Repeatable read isolation level in SQL
Solves non repeatable read problem from read committed isolation level
In a previous blog post on isolation levels in SQL, we had discussed that the read committed isolation level suffers from non-repeatable reads problem. In this short post, we’ll discuss how repeatable read isolation level solves this problem to guarantee consistency across different read operations in a single transaction.
Why does this occur and potential solutions?
Let’s take the same example from the previous post. We have two SQL sessions - S1 and S2.
S1> start transaction;
S1> select * from test;
+------+------+
| col1 | col2 |
+------+------+
| 1 | 12 |
| 2 | 100 |
| 3 | 999 |
+------+------+
S2> update test set col2 = 10 where col1 = 1;
S1> select * from test;
+------+------+
| col1 | col2 |
+------+------+
| 1 | 10 |
| 2 | 100 |
| 3 | 999 |
+------+------+
Once the second session(S2) updates the value, there’s no way for the first session(S1) to know what value it read previously, and it reads the value that S2 had committed.
So when S1 started a transaction if it could save a snapshot of all the values that it wants to read, we could read the same value multiple times consistently. However, we do not always know what rows we will need to read while starting a transaction.
If we could prevent S2 from updating the rows that S1 has read until S1 has committed the transaction, we can guarantee that S1 will always read the same value for the rows that it wants to read.
Solution
Repeatable read isolation level uses the later solution to solve the non-repeatable read problem. When S1 reads the first row, it acquires a read/shared lock on that row. This type of lock can be shared between multiple sessions to ONLY read the values of the same row.
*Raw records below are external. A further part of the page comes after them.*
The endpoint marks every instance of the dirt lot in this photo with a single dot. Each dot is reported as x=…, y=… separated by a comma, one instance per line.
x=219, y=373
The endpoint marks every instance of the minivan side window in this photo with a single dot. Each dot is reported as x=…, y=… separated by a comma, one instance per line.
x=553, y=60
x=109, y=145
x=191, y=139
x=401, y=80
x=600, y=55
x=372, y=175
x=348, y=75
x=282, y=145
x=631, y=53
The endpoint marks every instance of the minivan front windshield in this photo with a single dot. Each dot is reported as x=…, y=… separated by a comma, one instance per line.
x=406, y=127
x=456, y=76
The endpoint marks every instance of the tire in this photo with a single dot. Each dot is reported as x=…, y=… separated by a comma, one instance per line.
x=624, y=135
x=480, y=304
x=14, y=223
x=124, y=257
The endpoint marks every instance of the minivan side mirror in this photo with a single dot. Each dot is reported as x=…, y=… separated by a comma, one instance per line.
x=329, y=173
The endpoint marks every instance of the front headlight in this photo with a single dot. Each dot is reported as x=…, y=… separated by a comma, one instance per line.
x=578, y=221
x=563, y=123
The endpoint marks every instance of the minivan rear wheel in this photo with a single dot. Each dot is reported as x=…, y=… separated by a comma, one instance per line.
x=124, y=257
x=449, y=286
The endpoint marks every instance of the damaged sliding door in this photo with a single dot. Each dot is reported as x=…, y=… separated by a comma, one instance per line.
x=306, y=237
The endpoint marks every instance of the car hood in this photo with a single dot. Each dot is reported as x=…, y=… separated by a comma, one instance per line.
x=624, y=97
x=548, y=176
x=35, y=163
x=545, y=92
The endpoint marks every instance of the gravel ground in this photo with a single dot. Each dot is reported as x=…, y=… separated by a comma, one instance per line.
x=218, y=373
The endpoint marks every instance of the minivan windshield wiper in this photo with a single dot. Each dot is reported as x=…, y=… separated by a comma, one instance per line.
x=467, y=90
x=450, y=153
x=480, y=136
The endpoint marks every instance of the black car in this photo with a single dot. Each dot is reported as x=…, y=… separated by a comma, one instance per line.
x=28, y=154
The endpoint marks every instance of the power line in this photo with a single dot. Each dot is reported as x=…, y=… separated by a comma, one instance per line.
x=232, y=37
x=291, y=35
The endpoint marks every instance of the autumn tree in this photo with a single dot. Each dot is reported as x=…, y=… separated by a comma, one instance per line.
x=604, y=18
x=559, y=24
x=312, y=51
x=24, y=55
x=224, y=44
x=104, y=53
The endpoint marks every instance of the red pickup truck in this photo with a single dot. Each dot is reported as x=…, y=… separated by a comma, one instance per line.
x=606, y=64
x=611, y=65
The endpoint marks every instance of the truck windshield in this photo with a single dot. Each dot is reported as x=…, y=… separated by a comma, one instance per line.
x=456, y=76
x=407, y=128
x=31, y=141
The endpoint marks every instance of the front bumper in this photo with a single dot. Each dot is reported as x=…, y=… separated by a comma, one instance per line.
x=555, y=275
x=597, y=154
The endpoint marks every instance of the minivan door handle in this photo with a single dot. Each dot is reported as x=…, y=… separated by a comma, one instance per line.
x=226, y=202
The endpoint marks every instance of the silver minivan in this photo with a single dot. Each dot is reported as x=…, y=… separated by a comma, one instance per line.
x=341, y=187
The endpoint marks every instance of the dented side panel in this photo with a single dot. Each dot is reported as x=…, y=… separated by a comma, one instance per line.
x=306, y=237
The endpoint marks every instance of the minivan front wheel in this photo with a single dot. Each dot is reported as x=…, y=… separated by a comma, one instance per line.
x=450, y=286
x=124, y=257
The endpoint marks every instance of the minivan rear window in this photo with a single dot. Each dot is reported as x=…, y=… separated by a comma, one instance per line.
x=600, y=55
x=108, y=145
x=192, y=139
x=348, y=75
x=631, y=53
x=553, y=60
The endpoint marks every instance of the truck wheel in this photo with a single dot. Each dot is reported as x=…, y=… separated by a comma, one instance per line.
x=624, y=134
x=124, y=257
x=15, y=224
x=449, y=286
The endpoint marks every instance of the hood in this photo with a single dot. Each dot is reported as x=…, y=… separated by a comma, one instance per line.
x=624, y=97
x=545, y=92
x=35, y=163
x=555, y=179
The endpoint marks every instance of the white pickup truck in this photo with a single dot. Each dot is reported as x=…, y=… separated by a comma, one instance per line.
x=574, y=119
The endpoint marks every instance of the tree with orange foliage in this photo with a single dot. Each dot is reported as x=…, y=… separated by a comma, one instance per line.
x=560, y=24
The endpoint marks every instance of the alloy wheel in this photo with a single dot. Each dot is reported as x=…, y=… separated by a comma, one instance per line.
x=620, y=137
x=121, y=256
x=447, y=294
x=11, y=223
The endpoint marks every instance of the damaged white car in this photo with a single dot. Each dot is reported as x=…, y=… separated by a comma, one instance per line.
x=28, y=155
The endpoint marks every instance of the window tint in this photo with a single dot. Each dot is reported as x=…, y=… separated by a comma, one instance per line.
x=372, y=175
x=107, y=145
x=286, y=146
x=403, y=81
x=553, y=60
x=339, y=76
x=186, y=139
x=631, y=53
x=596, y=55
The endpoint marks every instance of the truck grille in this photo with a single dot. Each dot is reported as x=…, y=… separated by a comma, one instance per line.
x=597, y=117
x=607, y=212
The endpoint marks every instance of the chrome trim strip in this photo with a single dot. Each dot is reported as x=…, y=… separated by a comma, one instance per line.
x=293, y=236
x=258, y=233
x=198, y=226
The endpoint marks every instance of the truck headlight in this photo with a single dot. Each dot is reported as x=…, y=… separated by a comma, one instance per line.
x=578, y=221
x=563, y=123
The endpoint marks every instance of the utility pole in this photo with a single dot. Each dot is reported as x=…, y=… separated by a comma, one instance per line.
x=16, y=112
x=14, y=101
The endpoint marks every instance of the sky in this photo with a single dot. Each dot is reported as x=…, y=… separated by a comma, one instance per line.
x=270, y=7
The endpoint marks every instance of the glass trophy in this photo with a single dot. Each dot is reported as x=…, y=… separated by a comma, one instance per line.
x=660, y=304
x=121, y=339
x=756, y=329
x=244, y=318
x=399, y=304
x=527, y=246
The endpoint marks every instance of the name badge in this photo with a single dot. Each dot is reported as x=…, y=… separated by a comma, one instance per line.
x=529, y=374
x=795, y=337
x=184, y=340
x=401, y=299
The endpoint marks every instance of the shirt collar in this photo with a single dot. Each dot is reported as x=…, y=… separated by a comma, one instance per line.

If a session wants to update the row, it needs to acquire a write/exclusive lock on that row. Multiple write locks can not be taken on the same row. This lock can not be acquired when a read lock is already acquired on the desired row and vice-versa.
Since S1 has acquired a read lock on the first row, when S2 tries to update the same row it will be blocked until either S1 releases the lock or the request times out.
S1> start transaction;
// Acquires a read lock on col1 = 1
S1> select * from test where col1 = 1;
+------+------+
| col1 | col2 |
+------+------+
| 1 | 12 |
+------+------+
// Will be blocked - can't acquire a write lock since S1 has a read lock on the same row.
S2> update test set col2 = 10 where col1 = 1;
S1> select * from test where col1 = 1;
+------+------+
| col1 | col2 |
+------+------+
| 1 | 12 |
+------+------+
S1> commit;
// Will update the matching rows since the read lock is now released by S1.
S2> update test set col2 = 10 where col1 = 1;
This solves the repeatable read problem but still suffers from phantom read issues and potential deadlocks.
Phantom reads problem
Suppose we have 2 SQL sessions - S1 and S2 with the following statements.
S1> start transaction;
S1> select * from test where col1 = 1;
S1> select count(*) from test;
+----------+
| count(*) |
+----------+
| 3 |
+----------+
S2> insert into test values (4, 50);
S1> update test set col2 = 10 where col1 = 1;
S1> select count(*) from test;
+----------+
| count(*) |
+----------+
| 4 |
+----------+
Since we are locking only the rows that are read or updated, another session S2 can still insert rows that will affect queries like count(*)
in some range. This makes the same query in a session produce inconsistent results. We may get extra rows while querying in a range or get different counts as shown in the example above. This issue is known as the phantom reads problem.
Potential deadlocks
Repeatable read isolation level also suffers from deadlock conditions. One such condition arises when two transactions read the same row and acquire the read lock on the same resource. Now when both of the transactions try to update the row, they will not be able to acquire a write lock since a read lock is been acquired by the other transaction, resulting in a deadlock.
S1> start transaction;
> select * from test where col1 = 1; // read lock
S2> start transaction;
> select * from test where col1 = 1; // read lock
S1> update test set col2 = 10 where col1 = 1; // waiting for S2 to release the read lock
S2> update test set col2 = 10 where col1 = 1; // waiting for S1 to release the read lock
...
Both transactions are waiting for the other one to release the read lock on col1 = 1
, resulting in a deadlock. These queries will eventually timeout as defined by the underlying SQL engine.
We discussed that the repeatable read isolation level still suffers from phantom read problems and trivial deadlock conditions. However, in the modern MySQL engine, this is not the case. MySQL uses InnoDB as the storage engine which doesn’t simply use the row-locking mechanism, but other techniques to avoid such problems and increase concurrency.